But goosegirl is correct that the kinds of apples they sell in grocery stores even in Florida need a lot of chill hours. I do not think Florida is producing apples and at the commercial level, at least not yet

Goosegirl stated, "But they all need a cold, dormant period to produce fruit. Florida's climate doesn't allow for that." This is not correct for ALL varieties. For the "grocery store type, yes, but not for the varieties The U of F have worked with. They went through a lot of research to find the right varieties and the right rootstock to allow for these trees to produce with the extremely low chill in Central and more so in South Florida.

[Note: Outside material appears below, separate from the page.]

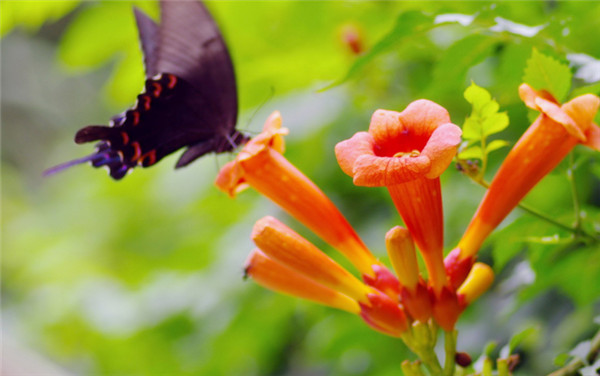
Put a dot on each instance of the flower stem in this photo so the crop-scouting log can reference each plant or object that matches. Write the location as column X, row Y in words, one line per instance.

You mean cross pollinated :)

Yes, the "northern" variety apples are not what is grown in Florida (best Fla varieties are the TropicSweet, Anna and Golden Dorsett) and not really grown on a true commercial level however there are some u-pick apple orchards in Florida. One of the main reasons commercial orchards are not established is due to the timing of the harvest in Florida, there are too many varieties/quantity coming out of the Northeast and Pacific NW that Florida could not compete.

Now peaches are a different story. There are commercial peach orchards in Florida (though not as many as in Georgia and South Carolina) and a Florida tree ripened, fresh picked peach is as good as and for the most part better than a Georgia peach. Florida grown peaches can even be found in Publix at times.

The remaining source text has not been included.